Comparative genomics involves studying the similarities and differences in genome content and organization between different species or within a species. Pan-genome graphs are powerful in this arena because they provide a unifying framework to compare multiple genomes directly. For within-species comparisons, a graph can represent polymorphisms and structural variants (SVs), which enables analyses of genome diversity and evolution. For example, in plant genomics, a graph of many cultivars or wild accessions can reveal structural variations like the presence/absence of gene duplications or inversions that may underlie trait differences. For instance, the construction of a tomato pan-genome graph from 838 genomes enabled the discovery of previously "missing" heritability and trait-linked variants that were not detectable with a single reference. Additionally, pan-genome graphs allow for the integration and analysis of SVs across a diverse set of genomes, improving the accuracy in detecting rare SVs that are commonly overlooked with single reference genomes. For example, pan-genome graphs have substantially enhanced the analysis of SVs in rare genetic diseases by integrating SV data from haploid genomes into a unified graph structure, which enables precise delineation of complex and rare alleles. This approach not only boosts allele sharing between related individuals, confirming lower error rates but also facilitates the identification of ultra-rare SVs (minor allele frequency <1%) that disrupt coding sequences in known disease genes, such as the novel diagnostic deletion in KMT2E, ultimately offering a more robust framework for population genomic analyses and rare disease diagnostics.

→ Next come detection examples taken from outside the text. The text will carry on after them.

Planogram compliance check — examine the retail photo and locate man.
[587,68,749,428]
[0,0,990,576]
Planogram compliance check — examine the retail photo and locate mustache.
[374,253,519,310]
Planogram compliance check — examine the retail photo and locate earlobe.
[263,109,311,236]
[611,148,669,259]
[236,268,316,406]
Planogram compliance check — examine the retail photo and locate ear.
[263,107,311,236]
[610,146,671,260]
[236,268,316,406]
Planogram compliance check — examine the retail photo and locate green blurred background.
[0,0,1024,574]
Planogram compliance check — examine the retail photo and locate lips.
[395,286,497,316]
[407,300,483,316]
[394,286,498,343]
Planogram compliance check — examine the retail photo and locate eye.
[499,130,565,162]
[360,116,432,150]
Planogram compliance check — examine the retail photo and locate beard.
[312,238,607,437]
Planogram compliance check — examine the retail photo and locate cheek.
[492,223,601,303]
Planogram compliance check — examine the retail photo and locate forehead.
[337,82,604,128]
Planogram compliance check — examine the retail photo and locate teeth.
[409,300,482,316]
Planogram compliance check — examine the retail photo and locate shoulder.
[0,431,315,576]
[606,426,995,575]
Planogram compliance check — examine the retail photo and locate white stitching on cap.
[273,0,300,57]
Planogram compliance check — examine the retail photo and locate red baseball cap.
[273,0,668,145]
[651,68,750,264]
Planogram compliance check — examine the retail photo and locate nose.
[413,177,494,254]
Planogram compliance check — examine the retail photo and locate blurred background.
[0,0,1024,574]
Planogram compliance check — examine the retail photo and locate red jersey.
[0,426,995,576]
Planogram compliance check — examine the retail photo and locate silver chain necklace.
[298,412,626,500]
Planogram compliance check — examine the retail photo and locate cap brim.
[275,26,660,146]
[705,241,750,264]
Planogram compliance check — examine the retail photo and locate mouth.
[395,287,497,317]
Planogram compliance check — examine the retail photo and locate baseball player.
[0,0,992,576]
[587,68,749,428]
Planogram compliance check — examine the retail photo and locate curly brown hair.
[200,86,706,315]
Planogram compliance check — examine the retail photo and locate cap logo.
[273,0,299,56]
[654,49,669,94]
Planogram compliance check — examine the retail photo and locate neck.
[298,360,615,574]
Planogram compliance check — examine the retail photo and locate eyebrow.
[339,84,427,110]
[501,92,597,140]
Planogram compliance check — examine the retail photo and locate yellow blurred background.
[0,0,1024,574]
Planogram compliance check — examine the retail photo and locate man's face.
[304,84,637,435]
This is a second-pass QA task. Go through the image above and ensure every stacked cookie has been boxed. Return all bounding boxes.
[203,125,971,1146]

=== Pan-Transcriptome analysis ===
By incorporating population-level genetic variation, spliced pan-genome graphs make it possible to identify transcripts that are unique to specific haplotypes. This increases the accuracy of gene expression measurements, especially for complex cases like allele-specific expression. In practice, tools can combine known transcripts with genomic variants to create a spliced pan-genome graph, generating haplotype-specific transcripts (HSTs). Specialized aligners then map RNA-seq reads to this graph, capturing the full range of splicing and variation more effectively than traditional methods. Finally, expression levels for these HSTs are quantified, reducing bias and further improving accuracy. As a result, this approach can achieve very high accuracy in matching reads to an individual's specific haplotypes.

=== Genotyping ===
Genotyping accuracy and scalability, particularly for structural variants (SVs), have been enhanced by pangenome graphs because they address the limitations of linear reference genomes. Integrating population diversity into reference structures in pangenome graphs enables high-throughput genotyping. For instance, GraphTyper2 is a method for SV and small variant genotyping in a pangenome graph framework, paving the way for more comprehensive and bias‐reduced population-scale genome analyses. It employs graph-aware alignment via pangenome paths, mitigating biases inherent to linear references, improving SV representation in diverse populations such as pathogenic SVs in Icelandic families.